Wundergemüse aus der Wohnung

Kartoffeln sind ein echtes Wundergemüse. Und das nicht nur in der Fairwindel, wo sie den Superabsorber nachhaltig ersetzen. In der Schweiz oder Österreich werden sie auch Erdäpfel genannt. Nachdem sie zunächst als giftig eingestuft wurde, zählt Deutschland heute zu den größten Anbauländern. Das geht soweit, dass sich die Deutschen Kartoffeln als Kosewort eingeheimst haben, weil sie angeblich so viel davon essen. Und das zurecht, denn die Knolle ist gesund und lecker. Grund genug also, sie auch in den eigenen vier Wänden anzubauen.

Saatkatoffeln geben Gas

Kartoffeln selber ziehen ist gar nicht so schwer. Das geht sogar ohne Garten im Topf auf dem Balkon oder sogar im Wohnzimmer. Zuerst braucht man Saatkartoffeln.

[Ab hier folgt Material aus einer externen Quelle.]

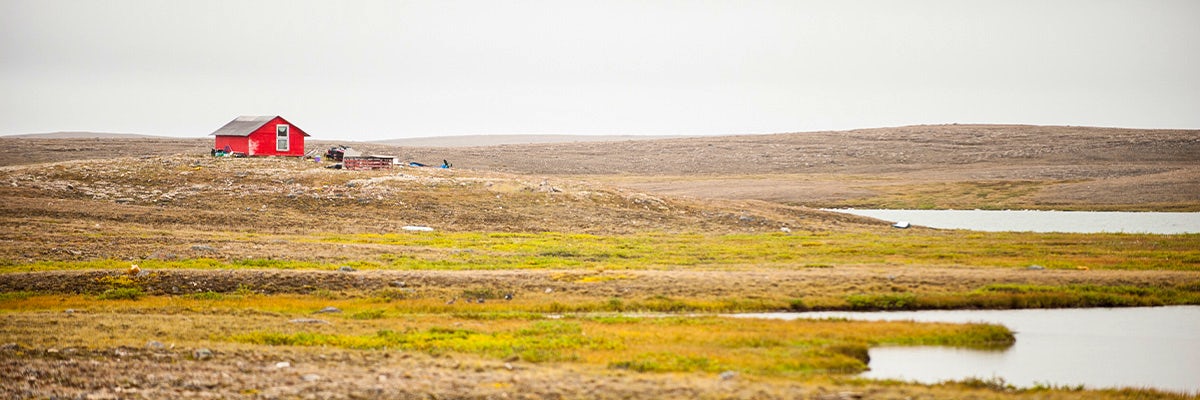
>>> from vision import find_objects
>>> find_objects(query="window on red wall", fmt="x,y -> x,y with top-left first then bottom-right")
275,124 -> 290,151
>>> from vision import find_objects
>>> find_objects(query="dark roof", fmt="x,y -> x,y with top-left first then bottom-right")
212,115 -> 278,136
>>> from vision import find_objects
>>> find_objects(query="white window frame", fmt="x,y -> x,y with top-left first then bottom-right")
275,124 -> 292,151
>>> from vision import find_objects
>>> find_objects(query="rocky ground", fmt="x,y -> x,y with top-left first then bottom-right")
0,125 -> 1200,399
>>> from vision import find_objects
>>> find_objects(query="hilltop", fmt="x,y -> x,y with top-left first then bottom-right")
0,126 -> 1200,399
0,125 -> 1200,210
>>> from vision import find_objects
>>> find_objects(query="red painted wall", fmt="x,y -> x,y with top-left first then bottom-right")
214,117 -> 307,157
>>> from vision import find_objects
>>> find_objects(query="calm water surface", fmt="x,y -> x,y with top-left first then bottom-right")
829,209 -> 1200,234
740,306 -> 1200,394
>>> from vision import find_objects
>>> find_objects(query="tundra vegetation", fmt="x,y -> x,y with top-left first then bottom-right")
0,129 -> 1200,399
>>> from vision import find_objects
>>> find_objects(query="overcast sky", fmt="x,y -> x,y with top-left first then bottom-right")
0,0 -> 1200,139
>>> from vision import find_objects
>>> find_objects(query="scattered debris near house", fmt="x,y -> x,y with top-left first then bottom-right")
325,144 -> 350,161
408,160 -> 454,169
342,148 -> 396,171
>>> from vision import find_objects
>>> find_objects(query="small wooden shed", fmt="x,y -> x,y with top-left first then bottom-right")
212,115 -> 308,157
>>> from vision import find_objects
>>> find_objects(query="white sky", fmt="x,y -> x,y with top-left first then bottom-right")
0,0 -> 1200,139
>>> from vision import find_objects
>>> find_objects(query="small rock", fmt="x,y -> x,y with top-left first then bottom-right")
192,348 -> 212,360
288,318 -> 329,324
838,392 -> 863,400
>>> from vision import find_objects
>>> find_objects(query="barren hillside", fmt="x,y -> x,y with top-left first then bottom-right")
0,125 -> 1200,210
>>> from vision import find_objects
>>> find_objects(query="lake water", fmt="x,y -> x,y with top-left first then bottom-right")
827,209 -> 1200,234
739,306 -> 1200,394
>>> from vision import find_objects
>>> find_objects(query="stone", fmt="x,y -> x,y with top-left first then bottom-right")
288,318 -> 329,324
192,348 -> 212,360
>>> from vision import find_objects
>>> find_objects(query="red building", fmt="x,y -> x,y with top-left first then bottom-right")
212,115 -> 308,157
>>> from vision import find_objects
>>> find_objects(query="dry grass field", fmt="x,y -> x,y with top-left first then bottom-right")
0,126 -> 1200,399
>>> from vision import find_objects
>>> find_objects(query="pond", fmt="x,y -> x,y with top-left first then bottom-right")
738,305 -> 1200,394
827,209 -> 1200,234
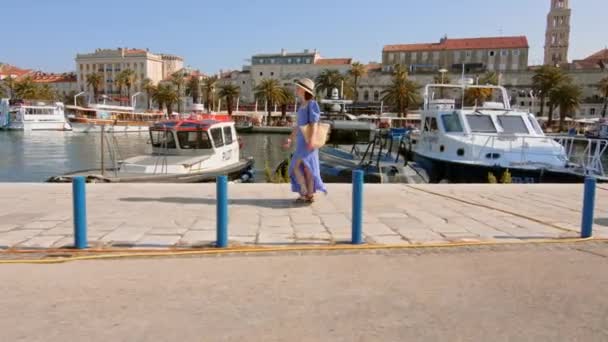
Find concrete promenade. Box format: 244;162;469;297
0;183;608;249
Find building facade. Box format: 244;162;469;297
76;48;183;96
30;71;79;99
544;0;572;65
382;36;529;73
220;49;352;103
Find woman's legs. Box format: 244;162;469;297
293;159;308;196
293;159;315;199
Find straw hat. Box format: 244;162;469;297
295;78;315;95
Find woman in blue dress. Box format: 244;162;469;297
285;78;327;203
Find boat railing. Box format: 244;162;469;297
472;134;608;177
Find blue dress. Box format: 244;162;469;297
289;100;327;193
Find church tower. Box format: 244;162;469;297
545;0;572;65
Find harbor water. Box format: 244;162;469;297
0;131;290;182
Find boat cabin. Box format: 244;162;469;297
150;119;240;160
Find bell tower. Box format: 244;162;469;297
544;0;572;65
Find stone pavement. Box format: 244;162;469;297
0;183;608;249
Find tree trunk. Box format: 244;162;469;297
547;103;555;127
559;106;566;133
226;96;232;116
538;95;545;117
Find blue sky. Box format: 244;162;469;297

Auch diese kann man sich selbst (ab März wer im Freiland pflanzt) in nährstoffreicher Komposterde vorkeimen. Der Lagerraum dafür sollte kühl und dunkel sein. Fertige Saatkartoffeln kann man auch im Fachhandel kaufen.

Ab April können Kartoffeln ins Freiland gesetzt werden – in Eimer, Säcke oder direkt in die Erde. Es gibt sogar extra Kartoffelpflanzeimer, die es ermöglichen, fertige Kartoffeln dank der seitlichen Öffnung im Innentopf, zu ernten und die Pflanze noch weiter wachsen zu lassen. Die Saatkartoffeln werden mit dem Austrieb nach oben 10 cm tief in gereiften Kompost gesetzt und mit Erde zugedeckt.

Entezeit

Wenn die ersten Triebe aus der Erde ragen, sollte man den Boden lockern und Unkraut jäten. Bei einer Wuchshöhe von 20 bis 30 Zentimeter wird weitere Erde angehäuft, so dass die wachsenden Knollen bedeckt bleiben. Das ist etwa alle zwei bis drei Wochen nötig. Nachdem das Grün der Pflanze verwelkt ist muss man sich noch etwa zwei Wochen gedulden. Dann ist Erntezeit.